2022-01-19 17:22:18 Kale podutils:89          [INFO]     <CONTAINER NAME>
2022-01-19 17:22:18 Kale podutils:268         [INFO]     Retrieved image: <MT IMAGE>
2022-01-19 17:22:18 Kale kale                 [INFO]     Registering Step 'data_loading'
2022-01-19 17:22:18 Kale kale                 [INFO]     Registering Step 'data_split'
2022-01-19 17:22:18 Kale kale                 [INFO]     Registering Step 'model_training'
Traceback (most recent call last):
  File "kale_sdk.py", line 43, in <module>
    ml_pipeline(rs=42, iters=100)
  File "/opt/conda/lib/python3.8/site-packages/kale/sdk/api.py", line 86, in _do
    pipeline_obj = processor.run()
  File "/opt/conda/lib/python3.8/site-packages/kale/processors/baseprocessor.py", line 44, in run
  File "/opt/conda/lib/python3.8/site-packages/kale/processors/pyprocessor.py", line 83, in to_pipeline
  File "kale_sdk.py", line 39, in ml_pipeline
    train(x, x_test, y, iters)
  File "/opt/conda/lib/python3.8/site-packages/kale/step.py", line 70, in __call__
    return execution_handler(self, *args, **kwargs)
  File "/opt/conda/lib/python3.8/site-packages/kale/processors/pyprocessor.py", line 90, in _register_step_handler
  File "/opt/conda/lib/python3.8/site-packages/kale/pipeline.py", line 222, in add_step
    if step.name in self.steps_names:
  File "/opt/conda/lib/python3.8/site-packages/kale/pipeline.py", line 243, in steps_names
    return [step.name for step in self._topological_sort()]
  File "/opt/conda/lib/python3.8/site-packages/kale/pipeline.py", line 243, in <listcomp>
    return [step.name for step in self._topological_sort()]
  File "/opt/conda/lib/python3.8/site-packages/kale/pipeline.py", line 290, in _steps_iterable
    for name in step_names:
  File "/opt/conda/lib/python3.8/site-packages/networkx/algorithms/dag.py", line 246, in topological_sort
    for generation in nx.topological_generations(G):
  File "/opt/conda/lib/python3.8/site-packages/networkx/algorithms/dag.py", line 177, in topological_generations
    raise nx.NetworkXUnfeasible(
networkx.exception.NetworkXUnfeasible: Graph contains a cycle or graph changed during iteration

Expectation is to compile and run pipeline using sdk defined in the python file as it is outlined in the documentation.

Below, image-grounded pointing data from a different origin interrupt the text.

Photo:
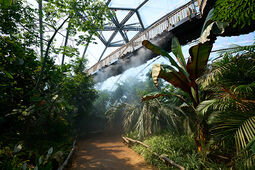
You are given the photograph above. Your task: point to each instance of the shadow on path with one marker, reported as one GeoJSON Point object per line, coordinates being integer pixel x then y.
{"type": "Point", "coordinates": [107, 152]}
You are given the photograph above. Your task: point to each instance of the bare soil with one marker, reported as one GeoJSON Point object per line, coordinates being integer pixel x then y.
{"type": "Point", "coordinates": [107, 152]}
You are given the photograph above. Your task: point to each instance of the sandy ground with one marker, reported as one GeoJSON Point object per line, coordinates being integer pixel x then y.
{"type": "Point", "coordinates": [107, 152]}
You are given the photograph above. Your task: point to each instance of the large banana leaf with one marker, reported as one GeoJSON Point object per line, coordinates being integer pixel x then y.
{"type": "Point", "coordinates": [162, 52]}
{"type": "Point", "coordinates": [197, 61]}
{"type": "Point", "coordinates": [153, 95]}
{"type": "Point", "coordinates": [172, 76]}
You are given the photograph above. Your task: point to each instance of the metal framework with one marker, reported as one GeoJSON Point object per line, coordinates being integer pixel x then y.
{"type": "Point", "coordinates": [120, 26]}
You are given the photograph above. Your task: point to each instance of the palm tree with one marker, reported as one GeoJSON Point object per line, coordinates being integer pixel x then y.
{"type": "Point", "coordinates": [230, 104]}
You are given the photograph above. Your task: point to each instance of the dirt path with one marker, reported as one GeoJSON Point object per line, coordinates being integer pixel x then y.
{"type": "Point", "coordinates": [107, 152]}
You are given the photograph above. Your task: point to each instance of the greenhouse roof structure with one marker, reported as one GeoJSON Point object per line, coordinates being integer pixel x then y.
{"type": "Point", "coordinates": [130, 18]}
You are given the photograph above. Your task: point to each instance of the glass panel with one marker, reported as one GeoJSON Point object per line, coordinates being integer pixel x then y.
{"type": "Point", "coordinates": [121, 14]}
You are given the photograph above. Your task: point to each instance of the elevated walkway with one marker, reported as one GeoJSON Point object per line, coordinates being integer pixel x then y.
{"type": "Point", "coordinates": [185, 23]}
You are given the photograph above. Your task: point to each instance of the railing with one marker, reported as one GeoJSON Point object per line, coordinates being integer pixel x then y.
{"type": "Point", "coordinates": [167, 23]}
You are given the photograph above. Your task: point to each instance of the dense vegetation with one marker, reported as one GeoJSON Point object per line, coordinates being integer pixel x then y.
{"type": "Point", "coordinates": [201, 116]}
{"type": "Point", "coordinates": [42, 104]}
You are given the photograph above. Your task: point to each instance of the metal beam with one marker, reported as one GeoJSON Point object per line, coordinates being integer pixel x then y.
{"type": "Point", "coordinates": [141, 5]}
{"type": "Point", "coordinates": [124, 28]}
{"type": "Point", "coordinates": [129, 15]}
{"type": "Point", "coordinates": [124, 35]}
{"type": "Point", "coordinates": [124, 9]}
{"type": "Point", "coordinates": [102, 53]}
{"type": "Point", "coordinates": [116, 45]}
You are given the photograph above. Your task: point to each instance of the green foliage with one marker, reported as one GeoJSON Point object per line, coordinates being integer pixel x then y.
{"type": "Point", "coordinates": [238, 12]}
{"type": "Point", "coordinates": [32, 120]}
{"type": "Point", "coordinates": [229, 108]}
{"type": "Point", "coordinates": [180, 149]}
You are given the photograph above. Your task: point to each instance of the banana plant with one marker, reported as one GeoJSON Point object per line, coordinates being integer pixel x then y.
{"type": "Point", "coordinates": [184, 75]}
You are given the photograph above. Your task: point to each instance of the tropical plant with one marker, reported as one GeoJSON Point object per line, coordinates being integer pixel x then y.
{"type": "Point", "coordinates": [229, 107]}
{"type": "Point", "coordinates": [184, 75]}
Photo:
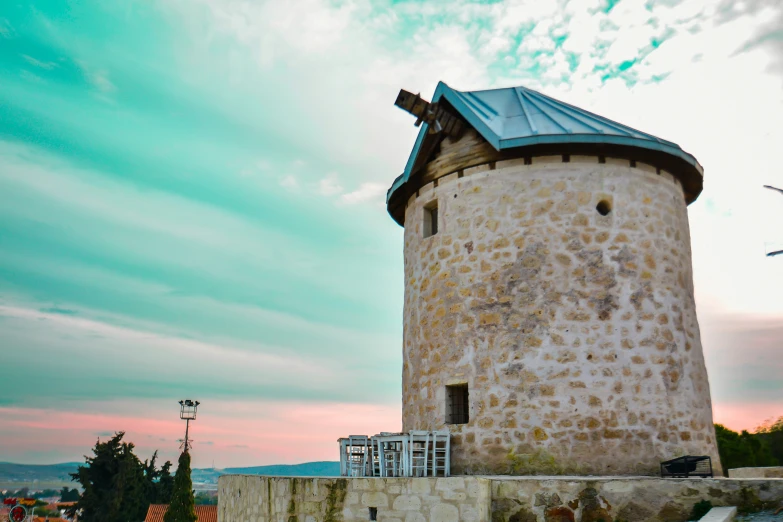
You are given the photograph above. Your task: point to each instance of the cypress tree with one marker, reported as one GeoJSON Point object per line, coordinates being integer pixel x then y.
{"type": "Point", "coordinates": [183, 505]}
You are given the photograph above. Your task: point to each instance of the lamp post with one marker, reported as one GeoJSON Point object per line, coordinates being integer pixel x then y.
{"type": "Point", "coordinates": [187, 411]}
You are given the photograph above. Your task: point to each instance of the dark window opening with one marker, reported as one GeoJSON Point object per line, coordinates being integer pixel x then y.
{"type": "Point", "coordinates": [457, 404]}
{"type": "Point", "coordinates": [431, 219]}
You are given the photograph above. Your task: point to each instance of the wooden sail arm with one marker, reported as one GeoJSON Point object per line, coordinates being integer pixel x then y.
{"type": "Point", "coordinates": [439, 119]}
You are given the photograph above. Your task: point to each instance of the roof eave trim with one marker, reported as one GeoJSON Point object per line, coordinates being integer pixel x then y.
{"type": "Point", "coordinates": [513, 143]}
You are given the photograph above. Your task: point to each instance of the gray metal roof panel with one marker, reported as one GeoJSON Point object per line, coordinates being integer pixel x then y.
{"type": "Point", "coordinates": [518, 116]}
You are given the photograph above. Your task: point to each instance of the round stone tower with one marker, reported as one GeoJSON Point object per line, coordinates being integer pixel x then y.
{"type": "Point", "coordinates": [549, 317]}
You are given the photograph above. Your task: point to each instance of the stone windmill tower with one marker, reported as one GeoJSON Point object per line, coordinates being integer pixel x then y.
{"type": "Point", "coordinates": [549, 317]}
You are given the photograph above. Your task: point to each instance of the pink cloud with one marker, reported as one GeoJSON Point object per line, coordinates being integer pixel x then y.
{"type": "Point", "coordinates": [238, 433]}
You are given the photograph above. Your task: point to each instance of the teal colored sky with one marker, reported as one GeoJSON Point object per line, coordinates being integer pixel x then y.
{"type": "Point", "coordinates": [191, 200]}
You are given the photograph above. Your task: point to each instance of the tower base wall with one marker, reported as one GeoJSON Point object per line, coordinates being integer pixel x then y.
{"type": "Point", "coordinates": [560, 293]}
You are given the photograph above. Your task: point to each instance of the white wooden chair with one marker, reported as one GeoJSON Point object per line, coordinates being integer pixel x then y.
{"type": "Point", "coordinates": [358, 453]}
{"type": "Point", "coordinates": [418, 453]}
{"type": "Point", "coordinates": [376, 457]}
{"type": "Point", "coordinates": [441, 453]}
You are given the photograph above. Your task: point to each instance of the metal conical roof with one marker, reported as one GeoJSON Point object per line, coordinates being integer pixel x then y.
{"type": "Point", "coordinates": [521, 117]}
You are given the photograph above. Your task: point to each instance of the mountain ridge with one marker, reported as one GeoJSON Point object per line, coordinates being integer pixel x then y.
{"type": "Point", "coordinates": [23, 473]}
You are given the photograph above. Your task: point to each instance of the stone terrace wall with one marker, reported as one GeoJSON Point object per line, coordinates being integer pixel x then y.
{"type": "Point", "coordinates": [244, 498]}
{"type": "Point", "coordinates": [768, 472]}
{"type": "Point", "coordinates": [476, 499]}
{"type": "Point", "coordinates": [637, 499]}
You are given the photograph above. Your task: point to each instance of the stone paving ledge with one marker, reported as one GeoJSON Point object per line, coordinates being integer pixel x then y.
{"type": "Point", "coordinates": [252, 498]}
{"type": "Point", "coordinates": [724, 514]}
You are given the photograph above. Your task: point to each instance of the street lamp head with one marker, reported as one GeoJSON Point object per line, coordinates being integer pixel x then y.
{"type": "Point", "coordinates": [188, 409]}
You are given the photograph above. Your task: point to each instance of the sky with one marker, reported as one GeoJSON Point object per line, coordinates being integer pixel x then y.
{"type": "Point", "coordinates": [192, 202]}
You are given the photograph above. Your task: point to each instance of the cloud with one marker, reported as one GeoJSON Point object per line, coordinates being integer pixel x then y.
{"type": "Point", "coordinates": [289, 182]}
{"type": "Point", "coordinates": [329, 186]}
{"type": "Point", "coordinates": [37, 63]}
{"type": "Point", "coordinates": [366, 192]}
{"type": "Point", "coordinates": [6, 30]}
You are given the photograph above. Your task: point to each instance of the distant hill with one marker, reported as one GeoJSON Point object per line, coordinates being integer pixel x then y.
{"type": "Point", "coordinates": [10, 472]}
{"type": "Point", "coordinates": [308, 469]}
{"type": "Point", "coordinates": [27, 473]}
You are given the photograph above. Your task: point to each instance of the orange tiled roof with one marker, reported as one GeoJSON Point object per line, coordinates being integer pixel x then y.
{"type": "Point", "coordinates": [203, 513]}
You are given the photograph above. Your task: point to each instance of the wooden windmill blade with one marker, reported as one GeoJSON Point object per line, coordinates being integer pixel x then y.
{"type": "Point", "coordinates": [438, 118]}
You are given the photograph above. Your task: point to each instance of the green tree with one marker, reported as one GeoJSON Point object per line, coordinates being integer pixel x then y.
{"type": "Point", "coordinates": [771, 434]}
{"type": "Point", "coordinates": [183, 506]}
{"type": "Point", "coordinates": [117, 486]}
{"type": "Point", "coordinates": [69, 495]}
{"type": "Point", "coordinates": [741, 450]}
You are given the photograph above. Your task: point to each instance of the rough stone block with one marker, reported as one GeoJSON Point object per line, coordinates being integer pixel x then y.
{"type": "Point", "coordinates": [444, 513]}
{"type": "Point", "coordinates": [375, 499]}
{"type": "Point", "coordinates": [407, 503]}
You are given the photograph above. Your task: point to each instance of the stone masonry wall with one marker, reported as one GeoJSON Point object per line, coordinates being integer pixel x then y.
{"type": "Point", "coordinates": [768, 472]}
{"type": "Point", "coordinates": [635, 499]}
{"type": "Point", "coordinates": [245, 498]}
{"type": "Point", "coordinates": [575, 332]}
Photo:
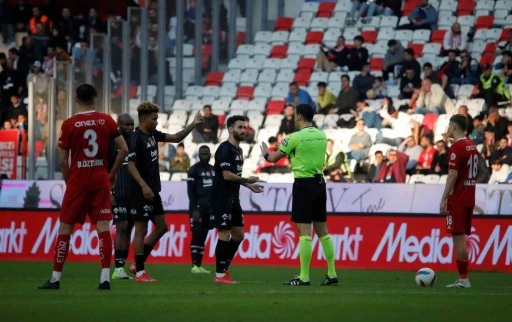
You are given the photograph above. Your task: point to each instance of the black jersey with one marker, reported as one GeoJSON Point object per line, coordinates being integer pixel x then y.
{"type": "Point", "coordinates": [200, 185]}
{"type": "Point", "coordinates": [231, 158]}
{"type": "Point", "coordinates": [144, 152]}
{"type": "Point", "coordinates": [122, 187]}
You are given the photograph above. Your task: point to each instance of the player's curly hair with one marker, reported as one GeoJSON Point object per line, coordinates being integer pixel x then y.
{"type": "Point", "coordinates": [147, 108]}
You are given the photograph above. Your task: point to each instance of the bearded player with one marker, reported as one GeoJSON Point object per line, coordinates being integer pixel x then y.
{"type": "Point", "coordinates": [458, 199]}
{"type": "Point", "coordinates": [87, 137]}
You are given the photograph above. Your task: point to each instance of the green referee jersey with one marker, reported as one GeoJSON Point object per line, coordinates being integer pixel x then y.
{"type": "Point", "coordinates": [306, 151]}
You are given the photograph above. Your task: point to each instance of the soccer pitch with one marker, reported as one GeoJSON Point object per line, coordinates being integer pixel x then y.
{"type": "Point", "coordinates": [178, 295]}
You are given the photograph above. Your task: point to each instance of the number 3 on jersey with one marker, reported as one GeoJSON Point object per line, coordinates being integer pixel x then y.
{"type": "Point", "coordinates": [473, 166]}
{"type": "Point", "coordinates": [92, 149]}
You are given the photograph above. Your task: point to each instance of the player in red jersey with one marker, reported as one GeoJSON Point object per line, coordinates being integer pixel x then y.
{"type": "Point", "coordinates": [87, 137]}
{"type": "Point", "coordinates": [458, 199]}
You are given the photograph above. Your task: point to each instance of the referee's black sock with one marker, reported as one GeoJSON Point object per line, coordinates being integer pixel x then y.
{"type": "Point", "coordinates": [233, 248]}
{"type": "Point", "coordinates": [221, 256]}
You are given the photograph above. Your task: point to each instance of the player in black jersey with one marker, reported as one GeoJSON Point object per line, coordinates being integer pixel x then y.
{"type": "Point", "coordinates": [145, 201]}
{"type": "Point", "coordinates": [121, 201]}
{"type": "Point", "coordinates": [200, 185]}
{"type": "Point", "coordinates": [227, 212]}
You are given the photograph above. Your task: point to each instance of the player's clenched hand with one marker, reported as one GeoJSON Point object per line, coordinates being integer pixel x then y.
{"type": "Point", "coordinates": [252, 180]}
{"type": "Point", "coordinates": [198, 118]}
{"type": "Point", "coordinates": [256, 188]}
{"type": "Point", "coordinates": [148, 193]}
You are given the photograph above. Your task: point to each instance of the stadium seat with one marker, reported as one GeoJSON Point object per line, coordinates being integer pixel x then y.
{"type": "Point", "coordinates": [278, 51]}
{"type": "Point", "coordinates": [214, 78]}
{"type": "Point", "coordinates": [314, 37]}
{"type": "Point", "coordinates": [245, 92]}
{"type": "Point", "coordinates": [325, 9]}
{"type": "Point", "coordinates": [284, 24]}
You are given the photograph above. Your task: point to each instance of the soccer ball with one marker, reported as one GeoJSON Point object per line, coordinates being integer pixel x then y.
{"type": "Point", "coordinates": [426, 277]}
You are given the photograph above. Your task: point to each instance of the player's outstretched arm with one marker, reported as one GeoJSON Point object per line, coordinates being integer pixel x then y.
{"type": "Point", "coordinates": [180, 136]}
{"type": "Point", "coordinates": [448, 188]}
{"type": "Point", "coordinates": [64, 163]}
{"type": "Point", "coordinates": [121, 156]}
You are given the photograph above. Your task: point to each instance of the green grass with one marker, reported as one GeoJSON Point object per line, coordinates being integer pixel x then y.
{"type": "Point", "coordinates": [181, 296]}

Would appreciate some pointers on how to correctly use the SDK and why I am experiencing these errors.

Techn0logic commented 2 years ago

I figured that it breaks if the variable names of outputs from each step overlap.

Changing variable x to x1; y to y1 names allows dag to succeed.

@pipeline(name="binary-classification", experiment="kale-tutorial")
def ml_pipeline(rs=42, iters=100):
    x, y = load(rs)
    x1, x_test, y1, y_test = split(x, y)
    train(x1, x_test, y1, iters)

Is this the expected behavior in the SDK? Perhaps the example needs to be updated on the documentation?

tc360950 commented 2 years ago

This is caused by the way pipeline steps are added to DAG in pyprocessor.py:

def _link_step(self, step: Step):
        ins_left = set(step.ins.copy())
        for anc_step in reversed(list(self.pipeline.steps)):
            if ins_left.intersection(set(anc_step.outs)):
                self.pipeline.add_dependency(anc_step, step)

When _link_step is called on a given step it already has been placed in the DAG but with no edges. So when anc_step becomes equal to step it is linked to itself because: ins_left.intersection(set(anc_step.outs)) is true.

I believe at a bare minimum Runtime exception should be raised in PythonProcessor._register_step_handler if outputs and inputs of a step have non-empty intersection.

I can try to add modification which would allow such situation to occur.

wemoveon2 commented 2 years ago

I'm experiencing the first issue as well, did you manage to resolve it?